In a face-to-face interview on 01/12/11 at 10:55am, Director of Nursing (DON) SF 2 indicated the staff nurses reported patient problems and status of the patient to Treatment Team RN (registered nurse) SF 6 who attended the treatment team meetings. DON SF 2 further indicated the short-term and long-term goals established by the nursing staff were not patient-specific and written in a manner to allow them to be measured related to patient behaviors. SF 2 further indicated she had not presented in-services to the clinical staff on updating care plans.

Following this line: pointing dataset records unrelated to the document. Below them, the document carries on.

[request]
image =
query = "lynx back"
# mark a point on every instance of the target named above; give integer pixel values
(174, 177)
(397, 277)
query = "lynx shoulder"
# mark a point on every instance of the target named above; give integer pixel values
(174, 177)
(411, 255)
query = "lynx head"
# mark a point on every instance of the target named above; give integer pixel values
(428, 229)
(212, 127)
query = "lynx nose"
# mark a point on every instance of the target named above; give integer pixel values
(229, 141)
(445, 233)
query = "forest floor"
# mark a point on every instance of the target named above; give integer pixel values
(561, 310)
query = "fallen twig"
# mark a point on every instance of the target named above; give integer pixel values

Review of Policy No. AS-00-011 titled "Assessment and Treatment of Patients", last revised 01/09/08 and submitted as the one currently in use, revealed no documented evidence the goals (short or long term) were to be written in a manner that allowed them to be measured.





25065

ADEQUATE STAFF TO PROVIDE THERAPEUTIC ACTIVITIES

Tag No.: B0158

Based on record review and interview the hospital failed to employ adequate numbers of certified Activity Therapists resulting in recreational therapy services provided 5 days a week throughout the hospital to meet the needs of the hospital population. Findings:

Review of Policy No. LD-00-003 titled "Plan for the Provision of Patient Care", last revised 02/26/08 and submitted as the one currently in use revealed Recreational Therapy Services are provided seven (7) days a week throughout the hospital. The services provided are 1. Evaluation of each service. 2. Scheduled therapy for selected services. 3. Group sessions".

In a face to face interview on 01/12/11 at 11:00am SF1 Administrator indicated the hospital is in the process of getting SF21 Activity Therapist certified. Further SF1 indicated he has been advertising in the newspaper for an additional therapist, but has no applicants at the present time.